Reinforcement Learning part 2: SARSA vs Q-learning

In my previous post about reinforcement learning I talked about Q-learning, and how that works in the context of a cat vs mouse game. I mentioned in this post that there are a number of other methods of reinforcement learning aside from Q-learning, and today I’ll talk about another one of them: SARSA. All the code used is from Terry Stewart’s RL code repository, and can be found both there and in a minimalist version on my own github: SARSA vs Qlearn cliff. To run the code, simply execute the cliff_Q or the cliff_S files.

SARSA stands for State-Action-Reward-State-Action. In SARSA, the agent starts in state 1, performs action 1, and gets a reward (reward 1). Now, it’s in state 2 and performs another action (action 2) and gets the reward from this state (reward 2) before it goes back and updates the value of action 1 performed in state 1. In contrast, in Q-learning the agent starts in state 1, performs action 1 and gets a reward (reward 1), and then looks and sees what the maximum possible reward for an action is in state 2, and uses that to update the action value of performing action 1 in state 1. So the difference is in the way the future reward is found. In Q-learning it’s simply the highest possible action that can be taken from state 2, and in SARSA it’s the value of the actual action that was taken.

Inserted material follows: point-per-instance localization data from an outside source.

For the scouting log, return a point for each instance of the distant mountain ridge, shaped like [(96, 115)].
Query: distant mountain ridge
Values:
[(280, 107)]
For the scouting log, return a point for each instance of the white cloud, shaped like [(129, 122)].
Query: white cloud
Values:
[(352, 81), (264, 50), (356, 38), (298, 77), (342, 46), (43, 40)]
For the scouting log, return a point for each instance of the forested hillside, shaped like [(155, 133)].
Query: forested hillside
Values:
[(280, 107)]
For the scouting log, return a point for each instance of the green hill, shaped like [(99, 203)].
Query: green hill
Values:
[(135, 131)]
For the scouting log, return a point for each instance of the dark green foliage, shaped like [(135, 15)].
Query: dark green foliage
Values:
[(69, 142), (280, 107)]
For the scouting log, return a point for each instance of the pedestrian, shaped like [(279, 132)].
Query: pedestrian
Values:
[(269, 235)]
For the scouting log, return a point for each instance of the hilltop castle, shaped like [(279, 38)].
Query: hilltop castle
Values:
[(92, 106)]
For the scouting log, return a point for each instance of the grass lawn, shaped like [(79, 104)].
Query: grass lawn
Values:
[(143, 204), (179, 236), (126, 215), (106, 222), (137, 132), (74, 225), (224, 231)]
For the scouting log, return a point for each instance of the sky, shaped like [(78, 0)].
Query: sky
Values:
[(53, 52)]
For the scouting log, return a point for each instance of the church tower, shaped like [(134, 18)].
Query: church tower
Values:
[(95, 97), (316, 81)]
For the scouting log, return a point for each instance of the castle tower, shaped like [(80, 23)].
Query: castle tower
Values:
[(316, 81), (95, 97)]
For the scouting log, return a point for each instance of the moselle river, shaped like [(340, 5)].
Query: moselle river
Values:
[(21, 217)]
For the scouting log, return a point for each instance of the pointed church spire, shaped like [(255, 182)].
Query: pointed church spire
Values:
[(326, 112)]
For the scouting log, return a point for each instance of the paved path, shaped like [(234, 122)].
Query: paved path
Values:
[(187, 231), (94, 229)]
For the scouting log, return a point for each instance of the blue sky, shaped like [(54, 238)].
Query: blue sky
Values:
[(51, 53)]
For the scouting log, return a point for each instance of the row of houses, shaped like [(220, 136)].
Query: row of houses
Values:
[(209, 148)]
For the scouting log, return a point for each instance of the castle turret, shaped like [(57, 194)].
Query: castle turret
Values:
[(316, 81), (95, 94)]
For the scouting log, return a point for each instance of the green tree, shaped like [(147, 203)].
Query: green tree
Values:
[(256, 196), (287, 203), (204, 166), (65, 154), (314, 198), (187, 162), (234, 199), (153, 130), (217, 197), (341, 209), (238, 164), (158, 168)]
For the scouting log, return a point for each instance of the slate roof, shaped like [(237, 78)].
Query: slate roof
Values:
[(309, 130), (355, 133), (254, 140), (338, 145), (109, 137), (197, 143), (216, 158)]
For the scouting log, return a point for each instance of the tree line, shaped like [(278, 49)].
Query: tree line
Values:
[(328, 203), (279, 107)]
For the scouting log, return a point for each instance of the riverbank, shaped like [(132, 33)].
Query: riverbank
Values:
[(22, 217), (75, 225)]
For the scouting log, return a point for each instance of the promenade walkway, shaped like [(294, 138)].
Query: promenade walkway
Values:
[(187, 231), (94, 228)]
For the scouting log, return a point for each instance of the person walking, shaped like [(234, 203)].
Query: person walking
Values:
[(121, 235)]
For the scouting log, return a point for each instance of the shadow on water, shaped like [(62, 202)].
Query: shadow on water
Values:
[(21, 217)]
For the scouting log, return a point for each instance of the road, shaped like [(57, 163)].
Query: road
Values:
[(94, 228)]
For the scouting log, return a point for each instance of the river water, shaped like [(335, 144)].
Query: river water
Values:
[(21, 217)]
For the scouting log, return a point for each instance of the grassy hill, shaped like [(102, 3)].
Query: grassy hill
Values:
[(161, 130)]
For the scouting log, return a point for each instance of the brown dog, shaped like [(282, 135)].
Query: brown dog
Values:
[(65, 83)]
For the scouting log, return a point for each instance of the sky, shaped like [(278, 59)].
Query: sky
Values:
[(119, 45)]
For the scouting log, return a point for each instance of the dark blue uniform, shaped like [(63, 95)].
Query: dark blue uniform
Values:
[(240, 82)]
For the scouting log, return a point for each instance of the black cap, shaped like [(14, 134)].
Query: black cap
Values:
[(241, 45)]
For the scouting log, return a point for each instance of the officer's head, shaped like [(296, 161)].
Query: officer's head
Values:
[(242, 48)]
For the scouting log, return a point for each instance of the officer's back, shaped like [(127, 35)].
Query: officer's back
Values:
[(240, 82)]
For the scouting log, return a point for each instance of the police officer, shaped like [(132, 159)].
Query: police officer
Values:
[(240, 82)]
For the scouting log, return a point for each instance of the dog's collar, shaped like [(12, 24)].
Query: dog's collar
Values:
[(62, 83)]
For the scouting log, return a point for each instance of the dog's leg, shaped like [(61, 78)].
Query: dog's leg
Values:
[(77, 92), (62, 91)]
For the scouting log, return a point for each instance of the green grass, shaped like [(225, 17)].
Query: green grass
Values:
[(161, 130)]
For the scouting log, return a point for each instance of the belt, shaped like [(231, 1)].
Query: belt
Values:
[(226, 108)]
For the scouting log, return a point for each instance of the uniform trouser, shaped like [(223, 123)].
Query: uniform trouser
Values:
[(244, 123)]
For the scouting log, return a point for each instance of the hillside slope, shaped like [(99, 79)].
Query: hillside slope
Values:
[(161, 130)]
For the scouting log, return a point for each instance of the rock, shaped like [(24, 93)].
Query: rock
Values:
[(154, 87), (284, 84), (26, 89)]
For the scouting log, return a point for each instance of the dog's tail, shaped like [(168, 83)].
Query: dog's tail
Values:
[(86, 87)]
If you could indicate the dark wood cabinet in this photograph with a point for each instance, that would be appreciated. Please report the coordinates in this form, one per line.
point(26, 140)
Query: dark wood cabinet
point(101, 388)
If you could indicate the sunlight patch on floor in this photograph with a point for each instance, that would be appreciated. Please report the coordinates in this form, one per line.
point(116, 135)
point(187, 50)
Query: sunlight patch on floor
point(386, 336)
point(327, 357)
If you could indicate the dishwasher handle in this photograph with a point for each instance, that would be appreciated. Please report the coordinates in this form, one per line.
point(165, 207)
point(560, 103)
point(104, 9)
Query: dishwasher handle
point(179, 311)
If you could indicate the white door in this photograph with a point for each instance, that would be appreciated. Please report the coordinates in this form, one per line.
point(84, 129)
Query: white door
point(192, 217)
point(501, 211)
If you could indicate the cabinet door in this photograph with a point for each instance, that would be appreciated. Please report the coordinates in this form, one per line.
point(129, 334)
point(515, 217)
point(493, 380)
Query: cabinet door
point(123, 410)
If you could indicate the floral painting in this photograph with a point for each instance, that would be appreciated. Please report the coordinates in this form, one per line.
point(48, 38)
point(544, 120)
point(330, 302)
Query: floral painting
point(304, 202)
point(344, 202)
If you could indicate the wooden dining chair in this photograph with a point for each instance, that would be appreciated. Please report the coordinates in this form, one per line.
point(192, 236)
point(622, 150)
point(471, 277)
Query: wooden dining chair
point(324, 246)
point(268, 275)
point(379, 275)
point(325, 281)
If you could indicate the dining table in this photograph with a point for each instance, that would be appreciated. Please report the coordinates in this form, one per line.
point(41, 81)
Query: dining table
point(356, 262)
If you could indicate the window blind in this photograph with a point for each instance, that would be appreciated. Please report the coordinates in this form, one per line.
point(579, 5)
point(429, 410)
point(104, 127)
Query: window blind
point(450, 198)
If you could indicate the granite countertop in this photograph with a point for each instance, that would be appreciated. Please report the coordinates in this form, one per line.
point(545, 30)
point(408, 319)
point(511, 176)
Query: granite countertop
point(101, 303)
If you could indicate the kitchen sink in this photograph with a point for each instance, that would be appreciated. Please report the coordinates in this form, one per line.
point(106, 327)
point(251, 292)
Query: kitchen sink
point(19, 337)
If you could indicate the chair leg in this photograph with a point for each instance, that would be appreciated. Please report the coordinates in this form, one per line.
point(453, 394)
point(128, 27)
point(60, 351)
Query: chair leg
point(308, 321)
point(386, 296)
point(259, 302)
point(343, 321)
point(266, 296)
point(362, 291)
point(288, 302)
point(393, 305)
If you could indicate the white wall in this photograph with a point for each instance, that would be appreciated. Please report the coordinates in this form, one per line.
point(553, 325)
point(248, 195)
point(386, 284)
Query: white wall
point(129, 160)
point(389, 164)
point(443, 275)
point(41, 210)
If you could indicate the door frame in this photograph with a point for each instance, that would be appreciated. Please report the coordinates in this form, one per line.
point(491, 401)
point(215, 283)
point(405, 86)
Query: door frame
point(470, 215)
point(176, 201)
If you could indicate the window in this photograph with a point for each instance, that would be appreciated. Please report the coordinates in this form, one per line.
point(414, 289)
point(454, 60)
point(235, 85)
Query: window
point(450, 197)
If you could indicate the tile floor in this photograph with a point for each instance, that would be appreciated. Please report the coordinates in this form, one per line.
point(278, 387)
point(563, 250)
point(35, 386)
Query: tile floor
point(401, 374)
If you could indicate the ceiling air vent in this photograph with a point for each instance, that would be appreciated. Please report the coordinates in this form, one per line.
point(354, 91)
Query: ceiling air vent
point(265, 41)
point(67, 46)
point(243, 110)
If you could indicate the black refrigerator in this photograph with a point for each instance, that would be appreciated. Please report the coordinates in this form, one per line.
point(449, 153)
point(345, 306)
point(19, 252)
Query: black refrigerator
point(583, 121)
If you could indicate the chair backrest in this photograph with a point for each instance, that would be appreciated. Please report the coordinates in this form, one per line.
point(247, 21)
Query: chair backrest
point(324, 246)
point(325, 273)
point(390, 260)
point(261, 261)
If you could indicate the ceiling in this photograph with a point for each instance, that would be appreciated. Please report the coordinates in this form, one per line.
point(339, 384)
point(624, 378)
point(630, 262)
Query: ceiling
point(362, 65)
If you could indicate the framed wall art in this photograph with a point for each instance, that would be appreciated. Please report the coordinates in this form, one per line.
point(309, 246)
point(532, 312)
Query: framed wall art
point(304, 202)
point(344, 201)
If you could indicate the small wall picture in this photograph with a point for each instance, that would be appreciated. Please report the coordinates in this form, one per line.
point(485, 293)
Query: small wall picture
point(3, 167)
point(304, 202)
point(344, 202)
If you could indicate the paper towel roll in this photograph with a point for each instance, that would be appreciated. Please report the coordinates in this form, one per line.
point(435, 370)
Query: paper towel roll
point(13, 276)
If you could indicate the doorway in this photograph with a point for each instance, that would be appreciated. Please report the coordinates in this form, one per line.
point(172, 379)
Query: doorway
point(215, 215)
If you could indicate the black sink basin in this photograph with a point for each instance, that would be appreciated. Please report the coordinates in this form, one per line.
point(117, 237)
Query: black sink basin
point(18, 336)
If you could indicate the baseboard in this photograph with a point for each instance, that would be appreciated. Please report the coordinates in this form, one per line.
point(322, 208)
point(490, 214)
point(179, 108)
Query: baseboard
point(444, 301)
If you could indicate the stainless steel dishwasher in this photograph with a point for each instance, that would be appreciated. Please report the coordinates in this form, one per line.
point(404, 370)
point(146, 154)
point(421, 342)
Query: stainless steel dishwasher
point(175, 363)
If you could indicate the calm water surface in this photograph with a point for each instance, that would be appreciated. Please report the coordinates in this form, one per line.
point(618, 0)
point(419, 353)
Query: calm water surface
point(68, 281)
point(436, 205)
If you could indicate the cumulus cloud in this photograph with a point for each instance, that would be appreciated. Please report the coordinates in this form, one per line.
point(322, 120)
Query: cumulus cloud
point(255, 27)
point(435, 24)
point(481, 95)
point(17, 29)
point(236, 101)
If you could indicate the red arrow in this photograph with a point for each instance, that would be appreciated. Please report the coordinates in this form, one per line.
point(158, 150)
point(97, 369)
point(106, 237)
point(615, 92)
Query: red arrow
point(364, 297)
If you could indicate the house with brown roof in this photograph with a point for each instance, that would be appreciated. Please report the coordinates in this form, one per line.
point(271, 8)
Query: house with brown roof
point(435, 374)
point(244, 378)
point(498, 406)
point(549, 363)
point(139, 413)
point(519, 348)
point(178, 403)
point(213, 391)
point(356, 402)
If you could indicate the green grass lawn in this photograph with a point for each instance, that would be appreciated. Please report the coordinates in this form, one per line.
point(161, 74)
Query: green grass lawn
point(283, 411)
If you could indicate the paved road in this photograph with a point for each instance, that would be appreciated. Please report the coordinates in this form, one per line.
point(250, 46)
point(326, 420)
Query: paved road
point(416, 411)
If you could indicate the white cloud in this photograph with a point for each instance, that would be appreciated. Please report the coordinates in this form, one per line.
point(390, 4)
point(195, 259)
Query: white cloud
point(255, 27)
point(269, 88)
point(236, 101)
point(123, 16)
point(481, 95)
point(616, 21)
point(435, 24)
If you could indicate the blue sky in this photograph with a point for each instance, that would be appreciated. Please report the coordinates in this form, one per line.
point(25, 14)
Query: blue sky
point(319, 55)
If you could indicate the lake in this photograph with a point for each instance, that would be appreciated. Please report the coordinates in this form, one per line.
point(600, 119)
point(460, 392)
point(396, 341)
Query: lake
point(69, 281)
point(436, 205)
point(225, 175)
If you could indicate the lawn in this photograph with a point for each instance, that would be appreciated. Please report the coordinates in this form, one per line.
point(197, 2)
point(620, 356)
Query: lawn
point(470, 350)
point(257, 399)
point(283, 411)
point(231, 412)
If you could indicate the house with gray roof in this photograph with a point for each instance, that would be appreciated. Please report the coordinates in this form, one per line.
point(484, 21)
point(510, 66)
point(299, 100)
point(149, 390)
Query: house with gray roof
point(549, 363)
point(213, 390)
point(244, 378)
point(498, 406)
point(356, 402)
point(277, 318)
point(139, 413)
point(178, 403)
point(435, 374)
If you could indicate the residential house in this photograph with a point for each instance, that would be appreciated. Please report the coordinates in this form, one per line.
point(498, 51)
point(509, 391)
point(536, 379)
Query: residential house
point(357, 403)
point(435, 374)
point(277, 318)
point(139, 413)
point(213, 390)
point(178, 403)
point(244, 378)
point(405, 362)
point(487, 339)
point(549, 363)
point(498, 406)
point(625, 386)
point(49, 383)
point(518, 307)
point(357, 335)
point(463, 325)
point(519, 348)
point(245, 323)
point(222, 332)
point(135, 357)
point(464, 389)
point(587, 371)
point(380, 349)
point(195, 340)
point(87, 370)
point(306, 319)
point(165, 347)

This means that SARSA takes into account the control policy by which the agent is moving, and incorporates that into its update of action values, where Q-learning simply assumes that an optimal policy is being followed. This difference can be a little difficult conceptually to tease out at first but with an example will hopefully become clear.

Mouse vs cliff

Let’s look at a simple scenario, a mouse is trying to get to a piece of cheese. Additionally, there is a cliff in the map that must be avoided, or the mouse falls, gets a negative reward, and has to start back at the beginning. The simulation looks something like exactly like this:

mouse vs cliff
where the black is the edge of the map (walls), the red is the cliff area, the blue is the mouse and the green is the cheese. As mentioned and linked to above, the code for all of these examples can be found on my github (as a side note: when using the github code remember that you can press the page-up and page-down buttons to speed up and slow down the rate of simulation!)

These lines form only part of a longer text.